Figure 7.

Example microfluidic devices. (a) Schematic of the operation of an H-filter. Diffusion dominates mass exchange between parallel streams, enabling size fractioning via flow splitting. (b) PMMA microfluidic H-filter fabricated by laser ablation and capillarity-assisted adhesive bonding. Coin (5 pence) for comparison. (c) Operation of the PMMA H-filter under laminar flow. The bottom stream (sample inlet) contains a blue dye and 20 µm polystyrene beads. The sample and buffer streams remain parallel and split at the outlet, with a fraction of the dye that has diffused to the buffer stream exiting through the analyte outlet. Scale bar: 500 μm. (d) Percentage of the dye and beads contents recovered at the analyte outlet of the H filter at different flow rates (5, 10 and 15 ml hr⁻¹ ).
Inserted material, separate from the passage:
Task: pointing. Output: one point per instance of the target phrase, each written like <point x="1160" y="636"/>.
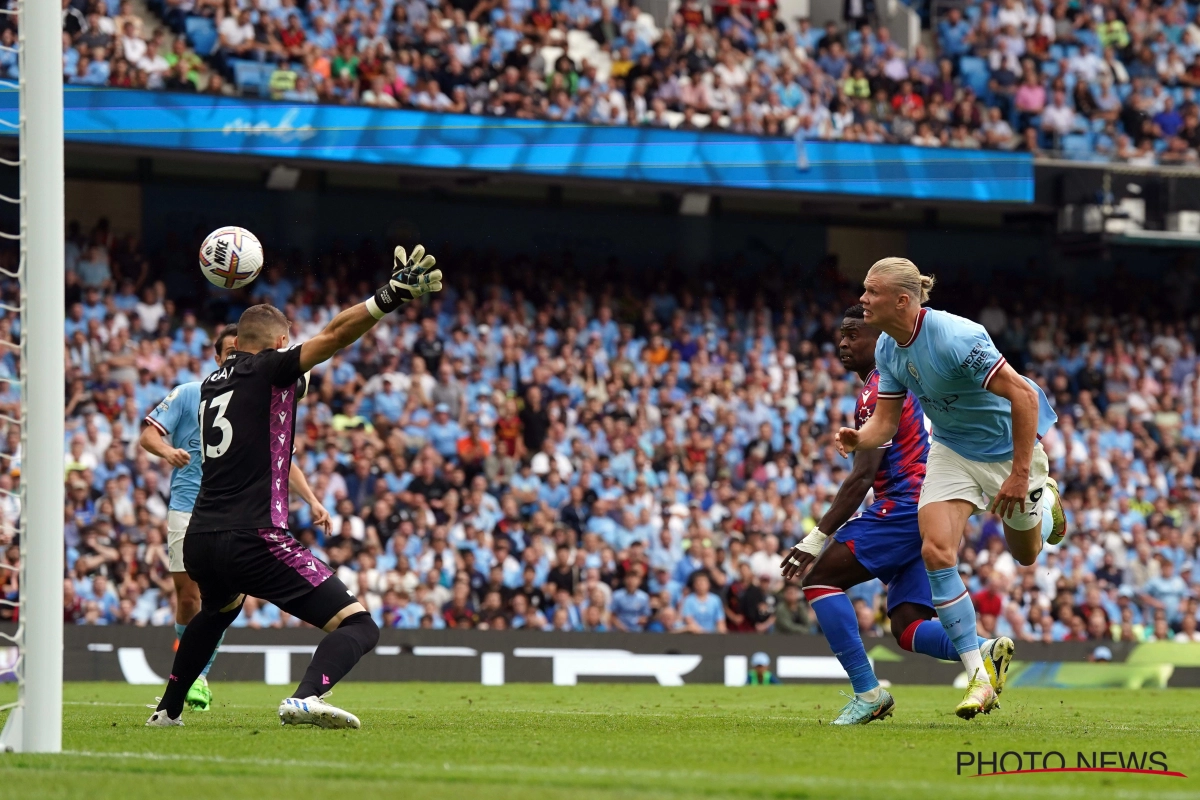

Data analysed by two-way mixed ANOVA (*p < 0.05, **p < 0.01 and ns non-significant) with Bonferroni post-test and shown as mean ± s.e.m. (e) Schematic of the droplet generation process in the T-junction. The interaction between the two immiscible phases causes necking and pinching of the dispersed phase and release into the main channel. (f) PMMA T-junction droplet generator with glued tubing. Coin (5 pence) for comparison. (g) Formation and necking of a water-in-oil droplet at the T junction via dripping regime. Scale bar: 500 µm. (h) Mean droplet diameter and polydispersity index (PDI) for the droplets produced in the T-junction droplet generator at different flow rates: 0.2, 0.5 and 1 ml hr⁻¹ (flow rate ratio between continuous and disperse phases Q_C/Q_D  = 1.63 in all cases). Droplet diameter data analysed by one-way ANOVA (***p < 0.001) with Tukey post-hoc test, and shown as mean ± SD.